Types of Constraints
  • Domain Constraints
  • Tuple Uniqueness Constraints
  • Key Constraints
  • Single Value Constraints
  • Integrity Rule 1 (Entity Integrity Rule or Constraint)
  • Integrity Rule 2 (Referential Integrity Rule or Constraint)
  • General Constraints

 

Q13.What is Index and its types ?

Indexing is a data structure technique to efficiently retrieve records from the database files based on some attributes on which the indexing has been done. Indexing in database systems is similar to what we see in books.

Indexing is defined based on its indexing attributes. Indexing can be of the following types

  • Primary Index − Primary index is defined on an ordered data file. The data file is ordered on a key field. The key field is generally the primary key of the relation.
  • Secondary Index − Secondary index may be generated from a field which is a candidate key and has a unique value in every record, or a non-key with duplicate values.
  • Clustering Index − Clustering index is defined on an ordered data file. The data file is ordered on a non-key field.

 

Q14.What is deadlock and live lock in database ?

In a database, a deadlock is an unwanted situation in which two or more transactions are waiting indefinitely for one another to give up locks. Deadlock is said to be one of the most feared complications in DBMS as it brings the whole system to a Halt.

A livelock is similar to a deadlock, except that the states of the processes involved in the livelock constantly change with regard to one another, none progressing. Livelock is a special case of resource starvation; the general definition only states that a specific process is not progressing.

 

Q15.How to resolve deadlock ?

Deadlock Prevention

Deadlock Prevention ensures that the system never enters a deadlock state. 

Following are the requirements to free the deadlock

1. No Mutual Exclusion : No Mutual Exclusion means removing all the resources that are sharable. 

2. No Hold and Wait : Removing hold and wait condition can be done if a process acquires all the resources that are needed before starting out. 

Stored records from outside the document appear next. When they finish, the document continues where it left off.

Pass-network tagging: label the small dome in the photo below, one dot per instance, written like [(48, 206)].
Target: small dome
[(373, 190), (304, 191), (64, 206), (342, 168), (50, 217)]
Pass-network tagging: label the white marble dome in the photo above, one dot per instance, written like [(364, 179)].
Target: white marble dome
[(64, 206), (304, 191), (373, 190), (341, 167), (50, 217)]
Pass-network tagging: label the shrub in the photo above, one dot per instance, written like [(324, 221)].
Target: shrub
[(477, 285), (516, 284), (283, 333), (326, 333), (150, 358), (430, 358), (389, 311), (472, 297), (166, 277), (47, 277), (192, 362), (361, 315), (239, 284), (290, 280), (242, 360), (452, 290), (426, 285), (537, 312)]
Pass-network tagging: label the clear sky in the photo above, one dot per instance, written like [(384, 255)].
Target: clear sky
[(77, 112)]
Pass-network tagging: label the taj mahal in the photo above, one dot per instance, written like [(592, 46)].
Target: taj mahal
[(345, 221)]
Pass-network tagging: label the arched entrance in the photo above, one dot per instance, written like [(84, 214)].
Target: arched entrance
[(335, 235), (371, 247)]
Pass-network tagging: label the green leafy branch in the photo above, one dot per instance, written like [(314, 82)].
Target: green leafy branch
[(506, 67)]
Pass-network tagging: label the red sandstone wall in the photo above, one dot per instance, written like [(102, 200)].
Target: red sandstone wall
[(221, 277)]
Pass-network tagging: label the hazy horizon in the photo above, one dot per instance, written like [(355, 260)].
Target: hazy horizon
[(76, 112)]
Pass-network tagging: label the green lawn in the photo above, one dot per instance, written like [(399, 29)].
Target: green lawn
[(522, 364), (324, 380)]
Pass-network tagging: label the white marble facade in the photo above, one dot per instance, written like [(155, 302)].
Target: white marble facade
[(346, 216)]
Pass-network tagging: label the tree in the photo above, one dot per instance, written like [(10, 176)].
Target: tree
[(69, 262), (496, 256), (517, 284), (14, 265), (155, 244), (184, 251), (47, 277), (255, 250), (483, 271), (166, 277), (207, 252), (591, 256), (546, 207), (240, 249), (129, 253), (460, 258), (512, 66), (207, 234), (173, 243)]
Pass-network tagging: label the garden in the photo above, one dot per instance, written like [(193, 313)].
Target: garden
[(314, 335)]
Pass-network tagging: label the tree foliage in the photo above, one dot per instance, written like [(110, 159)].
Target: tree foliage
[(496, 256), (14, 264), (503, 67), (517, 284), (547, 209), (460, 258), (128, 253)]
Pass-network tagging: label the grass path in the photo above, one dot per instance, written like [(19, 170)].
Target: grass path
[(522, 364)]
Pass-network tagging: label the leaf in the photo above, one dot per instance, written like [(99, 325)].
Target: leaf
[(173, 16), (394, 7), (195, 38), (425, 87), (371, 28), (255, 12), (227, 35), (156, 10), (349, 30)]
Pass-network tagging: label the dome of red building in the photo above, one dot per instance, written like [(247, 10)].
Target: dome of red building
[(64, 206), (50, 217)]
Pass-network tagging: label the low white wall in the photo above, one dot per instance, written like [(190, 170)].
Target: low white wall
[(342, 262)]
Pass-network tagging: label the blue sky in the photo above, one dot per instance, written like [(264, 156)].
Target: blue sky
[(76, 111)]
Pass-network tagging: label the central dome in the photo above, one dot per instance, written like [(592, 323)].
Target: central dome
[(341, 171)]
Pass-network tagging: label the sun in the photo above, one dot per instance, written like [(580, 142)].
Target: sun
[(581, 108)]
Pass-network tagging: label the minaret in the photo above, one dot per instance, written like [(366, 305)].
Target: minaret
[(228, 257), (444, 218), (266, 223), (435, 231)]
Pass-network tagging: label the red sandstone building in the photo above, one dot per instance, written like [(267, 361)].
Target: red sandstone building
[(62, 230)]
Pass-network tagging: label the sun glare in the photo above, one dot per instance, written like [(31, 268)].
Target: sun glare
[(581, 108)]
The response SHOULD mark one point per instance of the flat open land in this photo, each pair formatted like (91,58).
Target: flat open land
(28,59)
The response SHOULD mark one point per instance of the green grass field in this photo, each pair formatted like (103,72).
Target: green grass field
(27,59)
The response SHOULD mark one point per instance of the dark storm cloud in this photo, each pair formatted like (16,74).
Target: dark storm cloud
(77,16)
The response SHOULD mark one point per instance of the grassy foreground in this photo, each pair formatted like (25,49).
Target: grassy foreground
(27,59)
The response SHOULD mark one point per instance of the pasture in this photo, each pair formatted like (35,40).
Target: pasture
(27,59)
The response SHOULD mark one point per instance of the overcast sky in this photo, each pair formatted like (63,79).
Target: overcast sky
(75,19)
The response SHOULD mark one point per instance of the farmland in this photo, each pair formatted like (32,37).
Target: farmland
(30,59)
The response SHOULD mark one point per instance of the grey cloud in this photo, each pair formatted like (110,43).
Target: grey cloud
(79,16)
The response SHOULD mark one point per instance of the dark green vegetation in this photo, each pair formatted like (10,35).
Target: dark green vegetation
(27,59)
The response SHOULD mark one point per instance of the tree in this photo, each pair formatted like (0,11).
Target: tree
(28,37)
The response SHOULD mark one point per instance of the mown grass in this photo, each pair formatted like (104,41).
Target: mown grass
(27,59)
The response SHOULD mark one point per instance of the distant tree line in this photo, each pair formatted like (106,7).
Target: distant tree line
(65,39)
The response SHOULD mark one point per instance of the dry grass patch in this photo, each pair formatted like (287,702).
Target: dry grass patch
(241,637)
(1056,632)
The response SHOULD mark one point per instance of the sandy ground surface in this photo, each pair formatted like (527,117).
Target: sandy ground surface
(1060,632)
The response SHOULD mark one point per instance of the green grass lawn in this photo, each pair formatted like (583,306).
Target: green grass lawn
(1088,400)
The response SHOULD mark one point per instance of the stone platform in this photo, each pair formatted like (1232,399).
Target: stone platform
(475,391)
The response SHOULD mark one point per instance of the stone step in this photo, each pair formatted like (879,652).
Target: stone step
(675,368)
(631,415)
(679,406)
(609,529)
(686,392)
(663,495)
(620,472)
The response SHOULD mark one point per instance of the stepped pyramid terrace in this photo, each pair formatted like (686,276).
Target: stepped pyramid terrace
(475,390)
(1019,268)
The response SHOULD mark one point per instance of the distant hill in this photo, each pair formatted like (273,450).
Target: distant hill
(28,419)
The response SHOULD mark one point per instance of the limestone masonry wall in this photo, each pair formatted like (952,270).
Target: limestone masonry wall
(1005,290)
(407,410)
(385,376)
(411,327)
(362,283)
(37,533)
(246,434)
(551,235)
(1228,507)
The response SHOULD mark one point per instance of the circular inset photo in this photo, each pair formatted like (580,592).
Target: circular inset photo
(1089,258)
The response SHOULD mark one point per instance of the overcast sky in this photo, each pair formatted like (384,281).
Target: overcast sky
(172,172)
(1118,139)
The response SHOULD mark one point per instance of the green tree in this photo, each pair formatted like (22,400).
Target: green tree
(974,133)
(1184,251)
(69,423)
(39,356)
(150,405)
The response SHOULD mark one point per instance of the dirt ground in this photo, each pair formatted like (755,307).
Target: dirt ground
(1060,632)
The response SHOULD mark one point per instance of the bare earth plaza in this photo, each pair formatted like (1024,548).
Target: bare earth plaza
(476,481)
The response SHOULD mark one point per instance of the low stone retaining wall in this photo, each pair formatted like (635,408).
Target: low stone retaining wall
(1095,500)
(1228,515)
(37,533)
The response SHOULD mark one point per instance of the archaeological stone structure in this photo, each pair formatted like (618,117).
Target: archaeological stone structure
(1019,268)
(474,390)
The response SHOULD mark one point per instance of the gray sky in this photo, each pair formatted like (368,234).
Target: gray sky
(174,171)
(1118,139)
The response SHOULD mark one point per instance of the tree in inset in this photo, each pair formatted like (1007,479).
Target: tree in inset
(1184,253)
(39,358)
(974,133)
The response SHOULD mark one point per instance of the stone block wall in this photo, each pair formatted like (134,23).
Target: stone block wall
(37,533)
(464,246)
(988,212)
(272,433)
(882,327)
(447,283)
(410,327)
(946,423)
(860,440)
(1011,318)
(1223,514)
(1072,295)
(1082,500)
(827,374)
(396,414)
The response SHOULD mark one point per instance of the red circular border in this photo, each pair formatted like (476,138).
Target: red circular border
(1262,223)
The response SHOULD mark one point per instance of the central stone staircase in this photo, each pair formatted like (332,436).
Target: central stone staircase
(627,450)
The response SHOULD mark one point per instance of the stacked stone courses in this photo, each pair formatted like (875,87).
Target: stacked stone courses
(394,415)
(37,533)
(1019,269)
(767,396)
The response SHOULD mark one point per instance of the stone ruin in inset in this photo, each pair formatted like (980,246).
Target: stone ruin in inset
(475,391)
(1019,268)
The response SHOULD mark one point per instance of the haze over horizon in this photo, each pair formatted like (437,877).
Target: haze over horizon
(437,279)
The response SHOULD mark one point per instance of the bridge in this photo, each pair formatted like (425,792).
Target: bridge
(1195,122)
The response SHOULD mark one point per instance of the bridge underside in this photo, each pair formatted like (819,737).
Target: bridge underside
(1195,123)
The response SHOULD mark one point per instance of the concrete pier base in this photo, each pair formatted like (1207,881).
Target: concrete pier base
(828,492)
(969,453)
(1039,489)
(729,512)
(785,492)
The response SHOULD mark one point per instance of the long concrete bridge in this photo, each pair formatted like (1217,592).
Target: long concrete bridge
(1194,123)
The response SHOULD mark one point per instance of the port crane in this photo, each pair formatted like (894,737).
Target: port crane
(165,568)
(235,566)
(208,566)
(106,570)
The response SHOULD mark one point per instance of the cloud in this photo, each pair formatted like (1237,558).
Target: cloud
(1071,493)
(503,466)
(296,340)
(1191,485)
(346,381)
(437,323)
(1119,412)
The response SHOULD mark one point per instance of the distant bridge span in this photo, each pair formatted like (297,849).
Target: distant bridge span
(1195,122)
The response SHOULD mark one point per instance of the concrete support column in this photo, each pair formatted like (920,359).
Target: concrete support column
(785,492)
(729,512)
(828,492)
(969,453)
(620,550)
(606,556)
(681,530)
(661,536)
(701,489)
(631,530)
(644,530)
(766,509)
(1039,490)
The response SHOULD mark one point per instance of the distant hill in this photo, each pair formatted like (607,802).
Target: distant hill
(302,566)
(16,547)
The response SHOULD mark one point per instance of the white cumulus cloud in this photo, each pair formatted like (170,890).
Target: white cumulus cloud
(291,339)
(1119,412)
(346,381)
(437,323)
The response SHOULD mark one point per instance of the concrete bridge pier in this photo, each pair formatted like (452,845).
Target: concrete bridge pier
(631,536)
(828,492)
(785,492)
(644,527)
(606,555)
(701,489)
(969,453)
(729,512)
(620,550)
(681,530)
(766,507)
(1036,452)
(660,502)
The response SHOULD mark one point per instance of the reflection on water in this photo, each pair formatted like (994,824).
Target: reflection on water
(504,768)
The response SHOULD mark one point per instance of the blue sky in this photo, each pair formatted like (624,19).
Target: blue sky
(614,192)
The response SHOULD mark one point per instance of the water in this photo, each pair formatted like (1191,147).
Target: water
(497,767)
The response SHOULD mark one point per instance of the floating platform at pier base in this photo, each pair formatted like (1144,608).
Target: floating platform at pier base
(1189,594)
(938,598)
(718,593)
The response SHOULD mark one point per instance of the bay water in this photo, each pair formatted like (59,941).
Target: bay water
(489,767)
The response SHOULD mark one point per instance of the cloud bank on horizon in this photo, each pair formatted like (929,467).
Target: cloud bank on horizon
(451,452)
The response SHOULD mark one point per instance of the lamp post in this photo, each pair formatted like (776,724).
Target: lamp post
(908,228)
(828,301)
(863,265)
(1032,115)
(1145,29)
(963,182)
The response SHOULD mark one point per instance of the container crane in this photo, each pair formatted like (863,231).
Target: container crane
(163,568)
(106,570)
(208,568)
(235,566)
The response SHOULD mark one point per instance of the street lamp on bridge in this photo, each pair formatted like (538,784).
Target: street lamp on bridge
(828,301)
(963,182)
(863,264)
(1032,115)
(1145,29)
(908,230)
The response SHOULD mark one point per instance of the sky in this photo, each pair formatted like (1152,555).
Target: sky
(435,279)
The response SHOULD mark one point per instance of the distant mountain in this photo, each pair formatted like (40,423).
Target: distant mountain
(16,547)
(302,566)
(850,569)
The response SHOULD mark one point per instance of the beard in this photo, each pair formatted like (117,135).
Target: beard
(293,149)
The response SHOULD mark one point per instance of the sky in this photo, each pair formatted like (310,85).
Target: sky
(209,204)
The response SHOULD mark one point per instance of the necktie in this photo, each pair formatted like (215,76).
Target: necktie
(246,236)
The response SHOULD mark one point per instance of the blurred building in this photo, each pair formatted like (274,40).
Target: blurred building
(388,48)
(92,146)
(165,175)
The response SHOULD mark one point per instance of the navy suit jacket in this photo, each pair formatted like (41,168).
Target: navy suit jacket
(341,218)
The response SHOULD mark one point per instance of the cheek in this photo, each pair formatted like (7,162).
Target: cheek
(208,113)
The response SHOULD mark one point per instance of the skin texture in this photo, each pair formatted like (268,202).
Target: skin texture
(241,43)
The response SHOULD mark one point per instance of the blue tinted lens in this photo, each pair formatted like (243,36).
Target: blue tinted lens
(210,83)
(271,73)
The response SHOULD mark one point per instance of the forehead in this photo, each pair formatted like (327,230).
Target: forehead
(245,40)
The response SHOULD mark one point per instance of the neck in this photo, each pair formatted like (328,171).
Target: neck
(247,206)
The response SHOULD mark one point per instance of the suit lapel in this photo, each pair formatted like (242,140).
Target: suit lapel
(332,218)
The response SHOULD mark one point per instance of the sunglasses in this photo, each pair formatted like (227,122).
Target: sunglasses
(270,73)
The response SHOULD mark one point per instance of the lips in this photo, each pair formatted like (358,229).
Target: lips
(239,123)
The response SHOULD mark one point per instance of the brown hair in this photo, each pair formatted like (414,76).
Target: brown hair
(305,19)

3. Allow Preemption : Allowing preemption is as good as removing mutual exclusion. The only need is to restore the state of the resource for the preempted process rather than letting it in at the same time as the preemptor.

4. Removing Circular Wait : The circular wait can be removed only if the resources are maintained in a hierarchy and process can hold the resources in increasing the order of precedence.

Deadlock Avoidance
  • Deadlock Avoidance helps in avoiding the rolling back conflicting transactions.
  • It is not good approach to abort a transaction when a deadlock occurs.
  • Rather deadlock avoidance should be used to detect any deadlock situation in advance.

 

Q16.What is Blocking in database?

Database blocking occurs when a connection to the SQL server locks one or more records, and a second connection to the SQL server requires a conflicting lock type on the record, or records, locked by the first connection.

This results in the second connection waiting until the first connection releases its locks. A connection waits, by default, an unlimited amount of time for the blocking lock to cease.

One connection can block another connection, regardless of whether they emanate from the same application or separate applications on different client computers.